How long will it take before the omicron threat is controlled?
Moderna, Pfizer-BioNTech and Johnson & Johnson are testing the efficacy of their omicron vaccines in the laboratory, based on variant testing protocols developed earlier this year. Results should be available in a week or two.
Other questions, such as whether omicron is sicker and more communicable, will take longer to answer because they require careful contact tracing and accurate diagnosis of those infected.
To better answer these questions, Smith stated: “I think it will take at least a month to get some preliminary data, and quite possibly more time to get a better idea of the situation. Neither will we know the real experience of the advances in vaccines until that moment ”.
Can we wait for a new omicron-specific booster to be developed?
It is unknown if the omicron variant will require a reformulated booster. In the case of the delta variant, no further boost was necessary as the researchers determined that the existing formulation was still effective.
That being said, vaccine manufacturers can release a new booster quickly if needed.
In the event such a variant emerges, Pfizer and BioNTech “hope to be able to develop and produce a custom vaccine against that variant” within 100 days, pending regulatory approval, a Pfizer spokesperson told The Washington Post.
Dr. Matthew Laurens, a pediatric infectious disease specialist at the University of Maryland School of Medicine, said he is confident that boosters can be quickly developed and tested if needed, “probably within a few months.”
What happened to the other variants?
Between May 2021, when delta was named a worrying variant, and November 2021, when omicron received the same label, two other variants were declared “variants of interest”: lambda from Peru and mu from Colombia. Other variants, such as one discovered in Nepal called “delta-plus”, also attracted attention during this period.

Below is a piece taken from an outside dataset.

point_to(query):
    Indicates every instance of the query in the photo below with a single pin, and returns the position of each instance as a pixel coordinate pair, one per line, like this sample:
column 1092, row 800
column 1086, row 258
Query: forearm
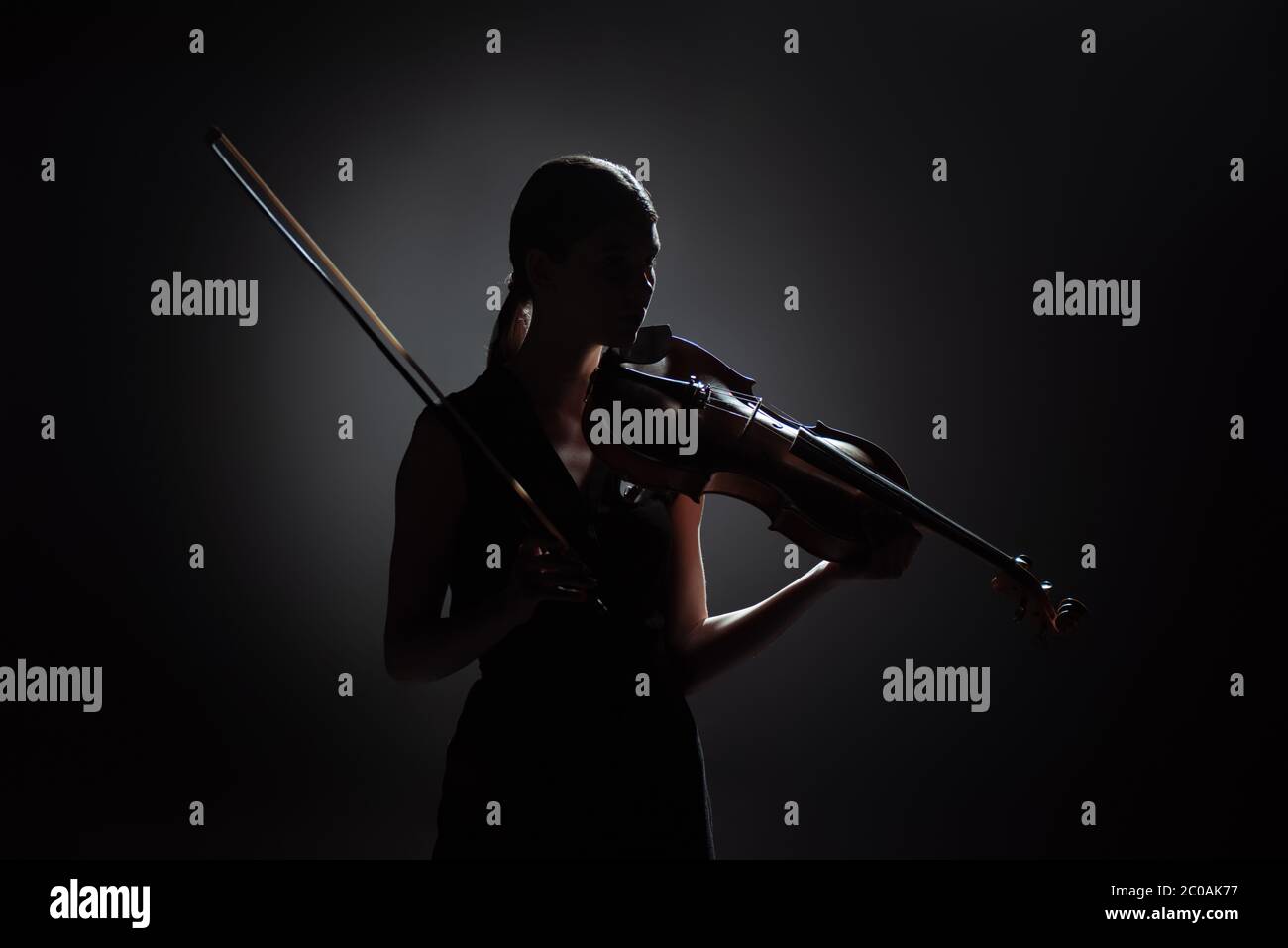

But none of them managed to consistently outperform delta, so they were never upgraded to “worrying variants.”
Here’s what to expect from omicron. The other variants “came up with similar concerns, but did not expand significantly after the initial report,” Gandhi noted.
Is it reasonable to think that the United States is in a better position to control omicron than it was with delta?
Experts generally agree that the United States should be better prepared to fight omicron than when delta emerged earlier this year.
“We are in a much better position, as we have higher vaccination rates, the availability of boosters for everyone over the age of 18, and vaccine eligibility starting at age 5,” Gandhi said. “We also have higher rates of natural immunity in the country due to the spread of the delta variant since July 2021. And we have an oral antiviral therapy on the horizon. So we have the tools to combat this new variant ”.
The challenge, Schaffner said, will be to make sure that Americans continue to be vaccinated and receive reinforcements; get tested and behave safely in public.
“All of these tools are available,” he said. “The big question is to what extent the general public is willing to use them.”
Is the coronavirus going to be permanent, like the flu?
Experts believe that the coronavirus is unlikely to be eradicated from the world, as smallpox has been, or even eliminated in the United States, as was polio after near-universal vaccination. The combination of rapid mutations and excessively low vaccination rates means that COVID-19 may not follow smallpox and polio on the path to eradication.
“It’s more likely to follow the flu model, where we have to track mutations annually and modify boosters accordingly,” Schaffner said. In fact, he concluded, work is already underway on the creation of combined vaccines against coronavirus and flu.